Scholar to Discuss Christian Pneumatology in Relation to Israel’s History
Internationally recognized scholar Dr. Jack Levison will share his insight into the essence of Christian pneumatology (the study of the Holy Spirit) as it relates to the history of Israel at Duquesne University's 11th annual Holy Spirit Lecture.
Levison, the W.J.A. Power Chair of Old Testament Interpretation and Biblical Hebrew at the Perkins School of Theology of Southern Methodist University, will present The Jewish Origin of Christian Pneumatology on Thursday, Oct. 5, at 7 p.m. in the Charles J. Dougherty Ballroom in the Power Center at Duquesne University. The event is free and open to the public.

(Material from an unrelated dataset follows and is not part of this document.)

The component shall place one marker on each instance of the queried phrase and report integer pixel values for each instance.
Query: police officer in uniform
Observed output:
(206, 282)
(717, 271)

During his lecture, Levison will discuss the acceptance of pneumatology as a Christian belief from a theological perspective, rather than a biblical one. Levison sites that the Holy Spirit arose 500 years before Christian doctrine, when two Israelite prophets introduced the Spirit into the traditions of the exodus.
"This year's lecture takes an inter-religious turn, emphasizing the Holy Spirit at the intersection of Judaism and Christianity," said Duquesne Associate Theology Professor Rev. Radu Bordeianu, who directs the Holy Spirit Lecture and Colloquium. "It's surprising how often the New Testament mentions the Holy Spirit and how little explanation it offers to the identity of the Spirit. That means that the Jewish writers and readers of these sacred writings shared among themselves an understanding of the Spirit that escapes us today. It is thus important to hear Jack Levison reveal the Jewish roots of Christianity's theology of the Spirit."
Levison is the author and editor of more than a dozen books and a featured blogger for the Huffington Post. He is an authority on the Holy Spirit in Jewish and Christian scripture, and teaches courses on Pneumatology, Jewish interpretations of the Hebrew Bible; and prophecy, among others.